At ~6am this morning my cloud server went down and refused to respond to shutdown/reboot requests.
Turns out a disk had become corrupted at some point and so couldn't boot up. Support had attempted various moves etc. but ended up leaving the server in netboot and requiring me to run a fsck.
This was the first time I'd come across this issue (disk corruption at least in my experience is relatively rare these days although obviously it can still happen).
While I now have another tool in my arsenal if this should happen again, I'm a little concerned as to my responsibility for sorting this out.
As it's highly unlikely (impossible?) for anything one could do (even maliciously) on a cloud server to cause physical disk corruption (data corruption is a different issue) I am not sure why it's my responsibility to bring the system back up?

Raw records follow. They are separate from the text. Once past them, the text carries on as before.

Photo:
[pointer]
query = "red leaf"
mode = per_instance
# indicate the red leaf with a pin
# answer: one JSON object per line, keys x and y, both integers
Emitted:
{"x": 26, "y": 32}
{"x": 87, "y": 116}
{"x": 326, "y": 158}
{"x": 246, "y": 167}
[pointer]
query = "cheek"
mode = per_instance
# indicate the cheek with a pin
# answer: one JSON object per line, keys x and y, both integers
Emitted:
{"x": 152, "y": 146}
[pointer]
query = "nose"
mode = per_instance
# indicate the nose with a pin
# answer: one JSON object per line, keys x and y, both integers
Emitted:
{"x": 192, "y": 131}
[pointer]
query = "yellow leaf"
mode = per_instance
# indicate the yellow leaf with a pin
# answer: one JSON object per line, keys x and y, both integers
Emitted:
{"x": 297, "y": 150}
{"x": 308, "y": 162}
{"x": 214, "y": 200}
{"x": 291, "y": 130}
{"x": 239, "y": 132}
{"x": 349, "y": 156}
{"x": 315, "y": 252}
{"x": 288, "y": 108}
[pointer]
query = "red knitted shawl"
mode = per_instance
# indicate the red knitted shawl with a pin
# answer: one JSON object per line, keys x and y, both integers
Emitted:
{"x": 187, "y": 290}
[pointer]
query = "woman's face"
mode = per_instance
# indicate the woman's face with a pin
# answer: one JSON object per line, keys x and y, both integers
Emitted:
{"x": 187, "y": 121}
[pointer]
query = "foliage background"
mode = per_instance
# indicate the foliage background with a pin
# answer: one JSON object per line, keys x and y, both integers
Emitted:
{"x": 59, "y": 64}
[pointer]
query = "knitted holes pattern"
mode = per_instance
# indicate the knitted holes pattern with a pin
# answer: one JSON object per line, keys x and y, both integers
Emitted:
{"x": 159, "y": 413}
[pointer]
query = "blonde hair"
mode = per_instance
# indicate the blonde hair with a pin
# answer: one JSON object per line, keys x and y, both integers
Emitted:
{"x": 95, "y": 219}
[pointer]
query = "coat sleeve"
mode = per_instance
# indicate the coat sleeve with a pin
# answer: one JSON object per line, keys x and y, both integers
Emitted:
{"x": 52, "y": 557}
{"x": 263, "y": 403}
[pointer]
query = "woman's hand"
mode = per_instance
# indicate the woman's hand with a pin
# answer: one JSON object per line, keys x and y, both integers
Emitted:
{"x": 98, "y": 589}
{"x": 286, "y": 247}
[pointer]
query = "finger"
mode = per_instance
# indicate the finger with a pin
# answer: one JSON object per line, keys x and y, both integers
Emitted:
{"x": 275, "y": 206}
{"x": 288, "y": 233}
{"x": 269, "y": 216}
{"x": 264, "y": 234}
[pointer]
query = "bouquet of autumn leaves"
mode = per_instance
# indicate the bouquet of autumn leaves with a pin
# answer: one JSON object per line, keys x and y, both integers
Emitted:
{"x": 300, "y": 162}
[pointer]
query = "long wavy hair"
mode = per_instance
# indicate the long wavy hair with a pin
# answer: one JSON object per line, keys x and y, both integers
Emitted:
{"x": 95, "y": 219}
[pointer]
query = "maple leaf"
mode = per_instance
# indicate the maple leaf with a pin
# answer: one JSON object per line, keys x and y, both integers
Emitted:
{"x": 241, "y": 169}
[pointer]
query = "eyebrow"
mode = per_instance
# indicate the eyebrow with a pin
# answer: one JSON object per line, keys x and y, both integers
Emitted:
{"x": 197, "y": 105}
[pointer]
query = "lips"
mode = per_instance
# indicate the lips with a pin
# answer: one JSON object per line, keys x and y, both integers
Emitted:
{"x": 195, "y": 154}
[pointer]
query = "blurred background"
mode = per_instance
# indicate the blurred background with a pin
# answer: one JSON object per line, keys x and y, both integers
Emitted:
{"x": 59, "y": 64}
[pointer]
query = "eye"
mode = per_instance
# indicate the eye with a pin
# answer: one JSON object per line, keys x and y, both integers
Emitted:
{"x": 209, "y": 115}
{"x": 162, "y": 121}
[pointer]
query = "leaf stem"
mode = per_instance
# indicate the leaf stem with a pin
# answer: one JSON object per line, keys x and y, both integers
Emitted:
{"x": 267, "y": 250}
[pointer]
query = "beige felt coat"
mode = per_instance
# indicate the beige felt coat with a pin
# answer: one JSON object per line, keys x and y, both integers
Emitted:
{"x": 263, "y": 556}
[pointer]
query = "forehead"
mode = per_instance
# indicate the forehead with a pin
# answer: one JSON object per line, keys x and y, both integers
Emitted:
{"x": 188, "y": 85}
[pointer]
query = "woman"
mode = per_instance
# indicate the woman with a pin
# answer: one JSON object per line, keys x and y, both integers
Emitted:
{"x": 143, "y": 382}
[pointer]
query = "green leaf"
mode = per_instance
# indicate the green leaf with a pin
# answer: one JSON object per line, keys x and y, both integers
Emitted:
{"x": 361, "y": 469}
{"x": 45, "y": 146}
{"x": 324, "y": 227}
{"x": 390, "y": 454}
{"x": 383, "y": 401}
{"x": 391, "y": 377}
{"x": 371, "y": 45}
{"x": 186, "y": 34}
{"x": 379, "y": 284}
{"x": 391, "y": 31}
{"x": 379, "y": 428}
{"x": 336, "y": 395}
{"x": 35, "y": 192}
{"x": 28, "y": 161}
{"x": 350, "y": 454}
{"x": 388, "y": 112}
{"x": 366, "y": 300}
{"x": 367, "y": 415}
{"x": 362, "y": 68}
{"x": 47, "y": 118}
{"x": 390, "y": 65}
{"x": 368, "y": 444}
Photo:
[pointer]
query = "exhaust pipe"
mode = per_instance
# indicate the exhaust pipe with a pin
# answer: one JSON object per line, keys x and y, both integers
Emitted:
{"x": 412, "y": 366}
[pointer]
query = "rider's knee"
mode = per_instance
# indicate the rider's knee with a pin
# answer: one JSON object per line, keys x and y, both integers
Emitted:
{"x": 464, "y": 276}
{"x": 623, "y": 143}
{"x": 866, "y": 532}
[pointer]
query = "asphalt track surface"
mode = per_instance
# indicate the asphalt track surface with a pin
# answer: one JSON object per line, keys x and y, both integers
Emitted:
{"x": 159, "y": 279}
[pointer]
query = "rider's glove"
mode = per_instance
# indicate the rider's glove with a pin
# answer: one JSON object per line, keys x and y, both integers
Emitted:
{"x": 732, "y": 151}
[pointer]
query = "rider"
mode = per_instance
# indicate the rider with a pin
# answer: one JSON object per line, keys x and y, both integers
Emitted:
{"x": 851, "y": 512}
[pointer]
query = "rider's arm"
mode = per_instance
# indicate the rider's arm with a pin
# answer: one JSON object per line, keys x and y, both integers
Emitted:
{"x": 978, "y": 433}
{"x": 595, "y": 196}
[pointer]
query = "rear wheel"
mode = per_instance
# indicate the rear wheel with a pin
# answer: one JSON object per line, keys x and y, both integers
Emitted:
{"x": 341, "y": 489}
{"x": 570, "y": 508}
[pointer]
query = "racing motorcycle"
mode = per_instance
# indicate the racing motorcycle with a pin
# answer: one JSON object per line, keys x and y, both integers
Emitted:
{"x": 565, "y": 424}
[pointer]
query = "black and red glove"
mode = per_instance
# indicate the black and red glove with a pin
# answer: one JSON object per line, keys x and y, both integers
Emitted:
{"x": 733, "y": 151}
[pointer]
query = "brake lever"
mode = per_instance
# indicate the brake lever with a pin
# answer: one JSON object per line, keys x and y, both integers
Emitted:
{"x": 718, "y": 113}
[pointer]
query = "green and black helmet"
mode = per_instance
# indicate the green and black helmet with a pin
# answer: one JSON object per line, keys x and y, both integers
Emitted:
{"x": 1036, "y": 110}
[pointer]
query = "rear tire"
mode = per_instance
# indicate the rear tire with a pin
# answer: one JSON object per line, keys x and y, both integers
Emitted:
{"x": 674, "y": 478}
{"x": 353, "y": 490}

I suppose I could pay for managed hosting, but that's not in my budget right now and to be honest I can solve most of the problems that come along (particularly if it's my own stupid fault for causing them).
I don't want to quibble over responsibilities, though, but rather know if there's anything I can put in place to alert me to this. If this had happened when I'd been on holiday or otherwise away from Internet access, I'd have no ability to bring the server back up (or even necessarily know something had gone wrong).
A mere 'ping' in this case wouldn't indicate any issues. I could have an automated 'head' access to one of my sites, and then email a non-Bytemark account with an alert, but this still would make it difficult to do anything about it if I was away from the Net (it does happen!).
Any other suggestions? I am hoping this is an unfortunate, rare occurrence, but I would like to be prepared for any future failures which might occur.